Desde 1945, a ordem internacional é abalada de tempos em tempos por crises e guerras. Porém, seus fundamentos oficiais continuavam sendo os princípios humanistas e sociais oriundos das grandes conferências do pós-guerra – a da Filadélfia, sobre os direitos sociais; e a de São Francisco, que criou a ONU, sobre a proibição da guerra. Mas a instabilidade que se desenvolveu diante de nossos olhos é global, tanto ideológica como econômica. Ainda que se tenha conseguido apresentar os crashs financeiros de 1998 e de 2008 como acidentes de percurso, a eleição de Trump ilustra uma contestação paradoxal, porém emblemática, do dogma do livre-comércio desde seu epicentro, ao mesmo tempo que conclui o enterro dos direitos sociais. A impressão de caos provém ainda da recomposição de forças (novas potências se afirmam, ao passo que outras patinam) e da mudança das regras do próprio jogo internacional, iniciada na década de 1990 e hoje criticada.
Amplas margens de interpretação
De 1945 até os anos 1990, as regras do jogo eram claras, inscritas em pedra na Carta das Nações Unidas. Naturalmente, os países mais fortes, usando seu direito de veto ou o de uma potência protetora, sempre contornavam essas regras a fim de intervir militarmente em suas respectivas zonas de influência: a Rússia na Europa oriental, os Estados Unidos na América Central, Paris na África, Israel em sua vizinhança. No entanto, e este é o ponto-chave, tais potências não tentavam abertamente modificar as regras da Carta nem inventar outras. Elas tinham, inclusive, um cuidado especial em manter as aparências e não criar um enfrentamento aberto. A Carta das Nações Unidas não apenas servia de ponto de referência, mas também atuava como uma espécie de contrato de confiança internacional. As críticas mais fortes a ela (como o general De Gaulle denunciando o “troço” que contestava o neocolonialismo francês na África, ou Ronald Reagan praguejando contra uma burocracia anti-Estados Unidos) foram sempre pontuais, sem resultar na demolição de um edifício que – por meio do direito de veto – validava o status de grande potência.
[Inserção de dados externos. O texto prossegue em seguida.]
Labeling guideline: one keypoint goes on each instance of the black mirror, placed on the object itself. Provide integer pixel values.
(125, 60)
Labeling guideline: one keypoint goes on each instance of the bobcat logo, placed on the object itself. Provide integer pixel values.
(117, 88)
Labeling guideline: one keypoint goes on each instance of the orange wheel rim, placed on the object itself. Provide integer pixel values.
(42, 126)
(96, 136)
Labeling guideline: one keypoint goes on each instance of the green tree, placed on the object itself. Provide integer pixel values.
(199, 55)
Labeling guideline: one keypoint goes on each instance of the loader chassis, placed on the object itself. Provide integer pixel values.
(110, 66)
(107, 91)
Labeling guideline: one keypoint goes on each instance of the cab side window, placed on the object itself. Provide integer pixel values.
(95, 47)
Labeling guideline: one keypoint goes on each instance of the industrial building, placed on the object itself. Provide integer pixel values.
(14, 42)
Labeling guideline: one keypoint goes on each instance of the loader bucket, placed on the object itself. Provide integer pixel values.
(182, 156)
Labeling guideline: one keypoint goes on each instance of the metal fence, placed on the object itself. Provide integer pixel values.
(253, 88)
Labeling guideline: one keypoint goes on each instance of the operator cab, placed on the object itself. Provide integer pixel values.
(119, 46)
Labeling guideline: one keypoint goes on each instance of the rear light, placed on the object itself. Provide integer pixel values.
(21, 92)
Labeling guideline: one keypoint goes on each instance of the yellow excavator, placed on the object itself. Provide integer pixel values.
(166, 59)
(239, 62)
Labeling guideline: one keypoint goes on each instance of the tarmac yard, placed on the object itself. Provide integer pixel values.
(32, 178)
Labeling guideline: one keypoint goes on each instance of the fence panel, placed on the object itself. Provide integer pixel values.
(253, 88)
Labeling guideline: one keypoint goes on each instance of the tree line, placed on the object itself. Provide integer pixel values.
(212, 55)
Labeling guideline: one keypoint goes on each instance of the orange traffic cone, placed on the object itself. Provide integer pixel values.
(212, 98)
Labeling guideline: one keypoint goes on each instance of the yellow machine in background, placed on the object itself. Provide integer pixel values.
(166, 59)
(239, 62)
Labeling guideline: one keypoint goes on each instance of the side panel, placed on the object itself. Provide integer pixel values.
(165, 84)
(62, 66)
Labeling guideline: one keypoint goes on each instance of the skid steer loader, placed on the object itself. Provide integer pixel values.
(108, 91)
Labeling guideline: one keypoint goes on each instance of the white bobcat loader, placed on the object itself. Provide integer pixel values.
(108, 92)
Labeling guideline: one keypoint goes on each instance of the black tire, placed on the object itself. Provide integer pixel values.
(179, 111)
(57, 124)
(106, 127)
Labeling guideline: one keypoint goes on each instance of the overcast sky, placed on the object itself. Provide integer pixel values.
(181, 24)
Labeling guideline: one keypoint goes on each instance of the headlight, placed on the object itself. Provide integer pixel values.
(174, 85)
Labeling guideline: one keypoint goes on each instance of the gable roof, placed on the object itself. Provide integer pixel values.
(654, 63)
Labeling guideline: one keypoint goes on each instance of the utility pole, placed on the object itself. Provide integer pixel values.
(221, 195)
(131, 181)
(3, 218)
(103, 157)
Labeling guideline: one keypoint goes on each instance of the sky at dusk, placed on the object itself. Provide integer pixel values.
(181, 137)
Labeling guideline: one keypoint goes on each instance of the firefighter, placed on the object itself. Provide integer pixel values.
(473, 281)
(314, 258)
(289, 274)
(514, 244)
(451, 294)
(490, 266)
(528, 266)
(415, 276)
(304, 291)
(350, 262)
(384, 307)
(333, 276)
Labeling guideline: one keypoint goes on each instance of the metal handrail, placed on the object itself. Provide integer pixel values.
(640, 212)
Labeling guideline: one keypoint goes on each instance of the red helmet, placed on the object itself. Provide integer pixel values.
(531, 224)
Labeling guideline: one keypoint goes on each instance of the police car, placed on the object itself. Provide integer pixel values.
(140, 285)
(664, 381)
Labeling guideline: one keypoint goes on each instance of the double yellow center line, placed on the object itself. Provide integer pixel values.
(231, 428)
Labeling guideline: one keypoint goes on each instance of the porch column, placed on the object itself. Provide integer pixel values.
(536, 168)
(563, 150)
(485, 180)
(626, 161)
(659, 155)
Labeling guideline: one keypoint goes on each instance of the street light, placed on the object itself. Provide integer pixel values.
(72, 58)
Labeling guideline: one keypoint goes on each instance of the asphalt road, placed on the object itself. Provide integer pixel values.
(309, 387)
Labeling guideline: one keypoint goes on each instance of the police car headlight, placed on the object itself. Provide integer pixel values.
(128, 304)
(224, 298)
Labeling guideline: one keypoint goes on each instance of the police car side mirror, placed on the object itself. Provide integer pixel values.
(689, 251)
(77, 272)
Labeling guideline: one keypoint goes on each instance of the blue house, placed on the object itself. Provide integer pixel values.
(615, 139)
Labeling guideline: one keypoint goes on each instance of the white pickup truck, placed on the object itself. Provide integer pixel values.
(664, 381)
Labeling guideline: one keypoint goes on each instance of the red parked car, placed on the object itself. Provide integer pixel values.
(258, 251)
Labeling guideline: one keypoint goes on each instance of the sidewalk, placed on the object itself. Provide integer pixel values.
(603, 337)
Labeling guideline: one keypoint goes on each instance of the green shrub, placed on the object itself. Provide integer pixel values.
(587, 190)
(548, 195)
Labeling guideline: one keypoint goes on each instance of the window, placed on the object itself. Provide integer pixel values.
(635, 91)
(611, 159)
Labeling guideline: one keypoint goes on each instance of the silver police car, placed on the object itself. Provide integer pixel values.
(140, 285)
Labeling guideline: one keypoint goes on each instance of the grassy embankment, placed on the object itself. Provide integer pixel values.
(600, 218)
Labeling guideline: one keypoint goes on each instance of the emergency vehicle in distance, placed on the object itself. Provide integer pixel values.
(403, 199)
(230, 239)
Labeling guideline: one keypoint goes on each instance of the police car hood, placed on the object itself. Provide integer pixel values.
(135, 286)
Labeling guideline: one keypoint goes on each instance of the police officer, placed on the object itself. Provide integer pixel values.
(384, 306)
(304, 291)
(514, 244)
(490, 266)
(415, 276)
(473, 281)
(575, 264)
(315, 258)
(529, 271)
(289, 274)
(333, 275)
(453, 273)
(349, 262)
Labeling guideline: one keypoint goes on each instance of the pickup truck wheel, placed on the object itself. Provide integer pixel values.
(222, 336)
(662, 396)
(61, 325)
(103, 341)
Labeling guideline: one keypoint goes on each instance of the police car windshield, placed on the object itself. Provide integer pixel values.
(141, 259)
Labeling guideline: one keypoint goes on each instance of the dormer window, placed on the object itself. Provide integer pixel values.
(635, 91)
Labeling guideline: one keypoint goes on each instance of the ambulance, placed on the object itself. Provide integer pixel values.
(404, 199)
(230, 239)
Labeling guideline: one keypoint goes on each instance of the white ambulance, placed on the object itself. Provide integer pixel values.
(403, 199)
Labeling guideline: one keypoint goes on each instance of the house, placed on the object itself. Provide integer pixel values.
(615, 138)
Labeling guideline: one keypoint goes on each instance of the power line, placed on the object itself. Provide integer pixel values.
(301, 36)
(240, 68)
Assim, havia regras oficiais regendo o uso da força, mesmo sob o risco de permitir interpretações extensivas, por exemplo, ao invocar-se uma legítima defesa “preventiva”, contrária à própria noção de legítima defesa, necessariamente reativa. Aliás, nenhum organismo da ONU validou esse desvio semântico, utilizado sobretudo por Israel para justificar o bombardeio de uma usina nuclear iraquiana em 1980.
A partir dos anos 1990, as coisas mudaram: vemos a tentativa de modificar as regras do jogo internacional, especialmente aquelas relacionadas ao direito da guerra. Imposta pelo Ocidente, sob a presidência de Bill Clinton (1993-2001), essa mudança é uma das causas da profunda instabilidade hoje verificada nas relações internacionais. Embora inicialmente tenha encontrado pouca oposição, ela parece ter chegado ao limite com a intervenção na Líbia, em 2011, e depois com o conflito na Síria – sem, contudo, desenhar-se nem um retorno à ordem de 1945 nem a instalação de uma nova ordem claramente definida.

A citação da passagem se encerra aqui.